Invited Talk: React-in-Place Battery Electrodes for Large Scale Energy Storage

Monday, 6 October 2014: 14:00
Sunrise, 2nd Floor, Star Ballroom 5 (Moon Palace Resort)
D. A. Steingart (MAE/ACEE Princeton University), T. Gupta, B. Van Tassell (Princeton University), and A. Zamarayeva (CCNY)
We present a coupling of synthesis and deposition procedures for large scale, high performance electrochemical energy storage electrodes.  We will use inkjet deposited precursors to create oxides, hydroxides, sulfides, and phosphates from combinations of  a range of homogeneous liquid precursors.  A range of equilibrium (e.g. hot/cold stage) and nonequlibrium (laser) post processing tools have been built into the machine to allow for control of both chemical kinetics and morphology.  

At first this coupling may seem counterintuitive.  The separation of active material synthesis and deposition allows for chemists and process engineers to optimize for two differents operations rather a single operation as we proposed above.  The problem with this decoupled approach is that battery electrodes suffer from the difficult problem of “repeatable painting of high mass loaded slurries.”  Inch-to-inch and batch-to-batch the electrode has variations in porosity and active material mixing that in the worst electrodes leads to inconsistent capacity and in the all electrodes leads to inconsistent impedance as a function of position and electrode number.  For low rate, low cycle systems this impedance mismatch is less of a problem, but as higher rates are demanded for longer cycle lifes in smaller form factors (e.g. high performance portable electronics, electric vehicles), the uncertainty of  the art of slurry casting becomes a significant challenge for industry.  Beyond this, the poor ordering and rough surfaces left by traditional slurry casting and provide difficulties for creating batteries for conformal/flexible applications.

This is a recognized problem and there are many efforts which are recoupling materials processing and device processing to solve this problem, including layer-by-layer electrode assembly and co-extrusion processes.  Our effort furthers this recoupling by creating the desired structure repeatedly at the correct locations at high throughput and with heretofore unrealized layer registration for batteries.  
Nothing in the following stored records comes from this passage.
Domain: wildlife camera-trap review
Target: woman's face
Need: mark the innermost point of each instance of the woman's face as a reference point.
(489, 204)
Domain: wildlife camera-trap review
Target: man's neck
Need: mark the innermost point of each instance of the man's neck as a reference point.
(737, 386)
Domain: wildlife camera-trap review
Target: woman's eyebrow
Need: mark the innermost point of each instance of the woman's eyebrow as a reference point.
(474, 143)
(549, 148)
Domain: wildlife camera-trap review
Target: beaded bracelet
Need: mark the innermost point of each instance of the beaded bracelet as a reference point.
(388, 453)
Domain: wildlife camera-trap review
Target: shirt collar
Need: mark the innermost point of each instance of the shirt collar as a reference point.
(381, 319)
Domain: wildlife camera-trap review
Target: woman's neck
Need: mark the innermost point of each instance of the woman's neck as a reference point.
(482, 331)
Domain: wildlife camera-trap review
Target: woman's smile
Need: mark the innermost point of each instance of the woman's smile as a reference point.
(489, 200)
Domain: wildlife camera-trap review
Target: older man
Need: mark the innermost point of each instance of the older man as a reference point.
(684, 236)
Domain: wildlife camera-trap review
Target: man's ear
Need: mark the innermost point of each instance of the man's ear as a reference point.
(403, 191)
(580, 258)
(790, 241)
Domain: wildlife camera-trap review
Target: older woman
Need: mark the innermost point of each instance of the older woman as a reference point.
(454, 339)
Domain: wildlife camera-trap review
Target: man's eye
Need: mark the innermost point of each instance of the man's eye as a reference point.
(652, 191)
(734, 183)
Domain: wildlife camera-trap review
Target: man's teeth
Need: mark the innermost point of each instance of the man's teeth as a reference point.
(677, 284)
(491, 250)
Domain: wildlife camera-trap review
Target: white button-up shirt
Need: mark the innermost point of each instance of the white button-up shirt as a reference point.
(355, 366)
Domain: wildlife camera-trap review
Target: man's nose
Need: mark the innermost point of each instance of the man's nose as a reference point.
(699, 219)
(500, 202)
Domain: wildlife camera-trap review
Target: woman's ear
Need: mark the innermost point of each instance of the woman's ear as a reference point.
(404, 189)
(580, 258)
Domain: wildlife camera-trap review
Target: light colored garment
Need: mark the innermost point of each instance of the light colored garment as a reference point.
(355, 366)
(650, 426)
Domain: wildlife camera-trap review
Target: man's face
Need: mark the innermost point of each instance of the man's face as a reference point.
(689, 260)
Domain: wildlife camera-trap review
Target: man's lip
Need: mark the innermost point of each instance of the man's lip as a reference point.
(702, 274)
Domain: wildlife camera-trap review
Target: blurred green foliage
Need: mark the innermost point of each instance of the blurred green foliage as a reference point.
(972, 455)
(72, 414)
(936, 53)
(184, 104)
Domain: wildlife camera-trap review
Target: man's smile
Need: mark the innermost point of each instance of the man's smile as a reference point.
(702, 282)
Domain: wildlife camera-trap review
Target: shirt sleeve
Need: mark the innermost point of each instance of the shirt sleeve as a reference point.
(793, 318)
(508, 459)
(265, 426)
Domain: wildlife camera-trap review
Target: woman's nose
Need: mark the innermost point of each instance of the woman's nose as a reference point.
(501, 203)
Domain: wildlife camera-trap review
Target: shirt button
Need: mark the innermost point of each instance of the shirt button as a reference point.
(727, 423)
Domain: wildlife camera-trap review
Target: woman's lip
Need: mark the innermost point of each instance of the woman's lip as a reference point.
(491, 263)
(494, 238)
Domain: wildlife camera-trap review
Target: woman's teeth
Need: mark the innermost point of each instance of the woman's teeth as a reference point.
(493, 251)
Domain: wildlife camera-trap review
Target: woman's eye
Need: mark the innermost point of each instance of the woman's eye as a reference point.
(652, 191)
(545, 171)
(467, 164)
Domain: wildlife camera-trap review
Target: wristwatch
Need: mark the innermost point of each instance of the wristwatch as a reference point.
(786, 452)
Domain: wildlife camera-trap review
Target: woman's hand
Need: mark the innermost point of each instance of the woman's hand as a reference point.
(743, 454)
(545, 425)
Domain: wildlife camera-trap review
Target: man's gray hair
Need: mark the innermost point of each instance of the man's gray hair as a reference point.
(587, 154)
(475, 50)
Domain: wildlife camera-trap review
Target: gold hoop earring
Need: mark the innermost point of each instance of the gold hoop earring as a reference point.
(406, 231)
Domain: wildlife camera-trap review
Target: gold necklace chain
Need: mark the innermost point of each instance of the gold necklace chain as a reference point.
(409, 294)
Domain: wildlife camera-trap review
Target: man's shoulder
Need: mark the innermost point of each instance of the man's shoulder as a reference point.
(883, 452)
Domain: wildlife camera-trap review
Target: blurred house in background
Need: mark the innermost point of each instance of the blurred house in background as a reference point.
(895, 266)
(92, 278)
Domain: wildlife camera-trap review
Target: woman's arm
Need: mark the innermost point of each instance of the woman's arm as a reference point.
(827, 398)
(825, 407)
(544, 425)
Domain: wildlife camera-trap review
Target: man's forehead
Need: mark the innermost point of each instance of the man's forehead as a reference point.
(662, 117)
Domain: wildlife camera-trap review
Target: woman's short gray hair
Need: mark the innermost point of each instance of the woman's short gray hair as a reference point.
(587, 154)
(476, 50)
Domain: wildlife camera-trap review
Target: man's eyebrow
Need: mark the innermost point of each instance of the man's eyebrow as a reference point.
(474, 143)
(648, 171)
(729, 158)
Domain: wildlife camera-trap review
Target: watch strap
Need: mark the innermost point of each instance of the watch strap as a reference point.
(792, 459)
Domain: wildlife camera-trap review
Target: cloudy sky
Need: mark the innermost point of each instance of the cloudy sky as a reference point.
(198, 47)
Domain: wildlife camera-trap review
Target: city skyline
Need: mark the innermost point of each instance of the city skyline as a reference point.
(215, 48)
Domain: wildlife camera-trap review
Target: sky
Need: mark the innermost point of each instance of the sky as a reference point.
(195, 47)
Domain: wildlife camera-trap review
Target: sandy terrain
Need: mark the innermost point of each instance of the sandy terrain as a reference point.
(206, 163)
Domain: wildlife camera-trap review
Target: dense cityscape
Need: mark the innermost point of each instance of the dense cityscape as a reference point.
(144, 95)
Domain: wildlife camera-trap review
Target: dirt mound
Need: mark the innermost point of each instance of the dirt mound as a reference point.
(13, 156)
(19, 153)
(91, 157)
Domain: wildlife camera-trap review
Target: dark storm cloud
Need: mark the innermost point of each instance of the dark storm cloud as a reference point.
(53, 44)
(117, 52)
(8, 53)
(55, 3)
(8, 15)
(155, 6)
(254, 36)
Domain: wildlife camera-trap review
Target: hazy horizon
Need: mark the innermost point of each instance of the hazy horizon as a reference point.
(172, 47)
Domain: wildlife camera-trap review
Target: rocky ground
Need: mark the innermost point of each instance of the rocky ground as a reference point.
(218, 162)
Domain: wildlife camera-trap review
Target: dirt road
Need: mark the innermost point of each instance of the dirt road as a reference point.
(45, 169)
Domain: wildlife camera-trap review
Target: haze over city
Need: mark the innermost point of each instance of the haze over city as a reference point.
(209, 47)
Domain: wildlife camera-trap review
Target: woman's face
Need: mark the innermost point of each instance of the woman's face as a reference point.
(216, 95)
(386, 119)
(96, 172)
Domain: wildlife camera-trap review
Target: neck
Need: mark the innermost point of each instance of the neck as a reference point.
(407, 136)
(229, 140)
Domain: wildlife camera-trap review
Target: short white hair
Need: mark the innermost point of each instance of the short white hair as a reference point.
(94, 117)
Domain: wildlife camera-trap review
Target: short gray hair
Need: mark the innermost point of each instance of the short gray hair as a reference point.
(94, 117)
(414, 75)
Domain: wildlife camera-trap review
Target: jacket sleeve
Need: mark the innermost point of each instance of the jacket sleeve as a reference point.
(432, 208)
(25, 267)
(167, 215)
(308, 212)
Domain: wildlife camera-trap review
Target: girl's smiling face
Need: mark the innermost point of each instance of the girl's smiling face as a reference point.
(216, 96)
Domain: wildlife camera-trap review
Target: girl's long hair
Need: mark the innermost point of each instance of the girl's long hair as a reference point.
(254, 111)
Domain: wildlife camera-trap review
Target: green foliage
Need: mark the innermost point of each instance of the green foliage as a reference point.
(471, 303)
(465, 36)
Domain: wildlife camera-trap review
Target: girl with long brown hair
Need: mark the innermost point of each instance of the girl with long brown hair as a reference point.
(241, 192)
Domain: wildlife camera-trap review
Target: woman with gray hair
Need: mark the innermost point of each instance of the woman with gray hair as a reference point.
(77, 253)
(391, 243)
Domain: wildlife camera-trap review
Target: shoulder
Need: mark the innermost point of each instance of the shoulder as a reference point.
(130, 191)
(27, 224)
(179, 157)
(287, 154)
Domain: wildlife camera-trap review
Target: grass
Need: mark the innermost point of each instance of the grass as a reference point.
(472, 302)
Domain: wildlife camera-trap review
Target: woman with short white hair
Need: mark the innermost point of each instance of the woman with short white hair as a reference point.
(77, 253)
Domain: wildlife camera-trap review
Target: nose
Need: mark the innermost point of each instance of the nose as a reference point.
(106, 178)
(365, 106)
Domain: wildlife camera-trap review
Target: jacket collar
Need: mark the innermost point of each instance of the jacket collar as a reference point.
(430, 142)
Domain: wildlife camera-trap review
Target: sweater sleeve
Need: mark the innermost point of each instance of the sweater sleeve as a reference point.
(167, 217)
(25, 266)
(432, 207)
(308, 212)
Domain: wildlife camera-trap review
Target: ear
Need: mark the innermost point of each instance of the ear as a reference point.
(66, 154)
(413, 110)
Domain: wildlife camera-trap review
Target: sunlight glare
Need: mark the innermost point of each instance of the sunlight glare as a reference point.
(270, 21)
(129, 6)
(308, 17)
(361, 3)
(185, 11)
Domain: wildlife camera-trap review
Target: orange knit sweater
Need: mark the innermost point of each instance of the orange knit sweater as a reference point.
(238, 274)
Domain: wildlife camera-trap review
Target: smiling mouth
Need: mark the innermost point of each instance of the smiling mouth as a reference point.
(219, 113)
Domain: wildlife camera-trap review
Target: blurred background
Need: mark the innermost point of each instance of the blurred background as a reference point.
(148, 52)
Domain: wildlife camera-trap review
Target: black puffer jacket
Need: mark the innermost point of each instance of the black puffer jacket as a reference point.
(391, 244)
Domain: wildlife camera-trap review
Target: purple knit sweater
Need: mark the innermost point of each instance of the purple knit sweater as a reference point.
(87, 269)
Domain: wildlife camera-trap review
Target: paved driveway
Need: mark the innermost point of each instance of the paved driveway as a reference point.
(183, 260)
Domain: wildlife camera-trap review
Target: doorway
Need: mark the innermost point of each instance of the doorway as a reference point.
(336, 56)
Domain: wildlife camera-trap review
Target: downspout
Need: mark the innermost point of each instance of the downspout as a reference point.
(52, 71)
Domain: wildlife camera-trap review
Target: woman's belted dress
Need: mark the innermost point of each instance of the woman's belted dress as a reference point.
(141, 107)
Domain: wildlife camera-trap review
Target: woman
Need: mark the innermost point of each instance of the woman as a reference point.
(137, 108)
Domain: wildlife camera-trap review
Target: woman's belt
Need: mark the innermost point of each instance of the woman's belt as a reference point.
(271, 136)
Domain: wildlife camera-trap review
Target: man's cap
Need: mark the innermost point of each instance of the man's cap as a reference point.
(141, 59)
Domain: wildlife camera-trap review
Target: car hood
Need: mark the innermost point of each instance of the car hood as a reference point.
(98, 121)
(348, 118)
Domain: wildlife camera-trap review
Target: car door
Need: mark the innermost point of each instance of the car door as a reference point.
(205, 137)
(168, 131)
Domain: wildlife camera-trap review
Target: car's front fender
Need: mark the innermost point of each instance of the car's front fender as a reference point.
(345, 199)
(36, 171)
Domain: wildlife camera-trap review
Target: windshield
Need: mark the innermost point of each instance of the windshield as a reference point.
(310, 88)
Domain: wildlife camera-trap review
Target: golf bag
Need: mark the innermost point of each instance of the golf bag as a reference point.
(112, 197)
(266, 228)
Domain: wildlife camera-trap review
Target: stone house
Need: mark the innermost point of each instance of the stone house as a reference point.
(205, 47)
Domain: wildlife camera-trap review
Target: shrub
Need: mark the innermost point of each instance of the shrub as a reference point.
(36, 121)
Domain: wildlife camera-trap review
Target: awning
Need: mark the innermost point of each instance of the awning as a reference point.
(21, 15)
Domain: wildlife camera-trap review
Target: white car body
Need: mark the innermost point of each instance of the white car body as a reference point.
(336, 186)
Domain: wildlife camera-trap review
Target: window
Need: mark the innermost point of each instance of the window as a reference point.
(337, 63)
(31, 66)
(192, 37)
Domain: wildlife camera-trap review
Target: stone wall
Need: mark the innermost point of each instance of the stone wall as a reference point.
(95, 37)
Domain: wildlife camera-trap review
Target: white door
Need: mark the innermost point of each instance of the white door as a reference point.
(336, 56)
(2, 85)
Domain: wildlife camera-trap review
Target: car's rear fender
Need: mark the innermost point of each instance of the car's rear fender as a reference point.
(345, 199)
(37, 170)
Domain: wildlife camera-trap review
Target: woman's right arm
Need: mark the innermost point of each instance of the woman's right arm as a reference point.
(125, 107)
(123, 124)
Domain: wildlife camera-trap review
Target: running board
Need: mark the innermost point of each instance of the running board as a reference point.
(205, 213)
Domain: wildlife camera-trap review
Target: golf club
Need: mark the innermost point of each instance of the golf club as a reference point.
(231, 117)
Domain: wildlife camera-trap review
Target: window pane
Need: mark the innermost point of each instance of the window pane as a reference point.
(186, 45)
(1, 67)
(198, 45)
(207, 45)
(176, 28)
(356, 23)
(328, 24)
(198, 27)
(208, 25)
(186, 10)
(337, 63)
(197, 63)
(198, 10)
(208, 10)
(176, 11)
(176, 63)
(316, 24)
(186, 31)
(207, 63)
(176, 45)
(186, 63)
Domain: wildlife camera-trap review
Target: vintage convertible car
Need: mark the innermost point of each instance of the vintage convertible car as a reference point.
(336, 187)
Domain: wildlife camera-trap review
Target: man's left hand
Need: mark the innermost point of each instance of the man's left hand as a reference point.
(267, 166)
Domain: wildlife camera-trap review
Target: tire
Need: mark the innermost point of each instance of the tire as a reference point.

Inkjet printers have exceptional reliability and repeatability with liquid-only inks, while nanoparticle laden inks either 1) quickly clog heads at high solid mass loading or 2) result in isolated/poorly percolated particle coatings at low solid mass loading.  This is acceptable for typographic inks, certain sensor systems, and catalyst links, but not for electrochemical energy storage systems.  By jetting and mixing chemical precursors on sorbet substrates, we can accomplish two goals

1) at a laboratory scale we can using combinatorial methods to test non-stoichiometric, many component and/or composite structures for optimal processes

2) at a production scale we can synthesis the same structure with 10 µm precission over many meters of film per hour.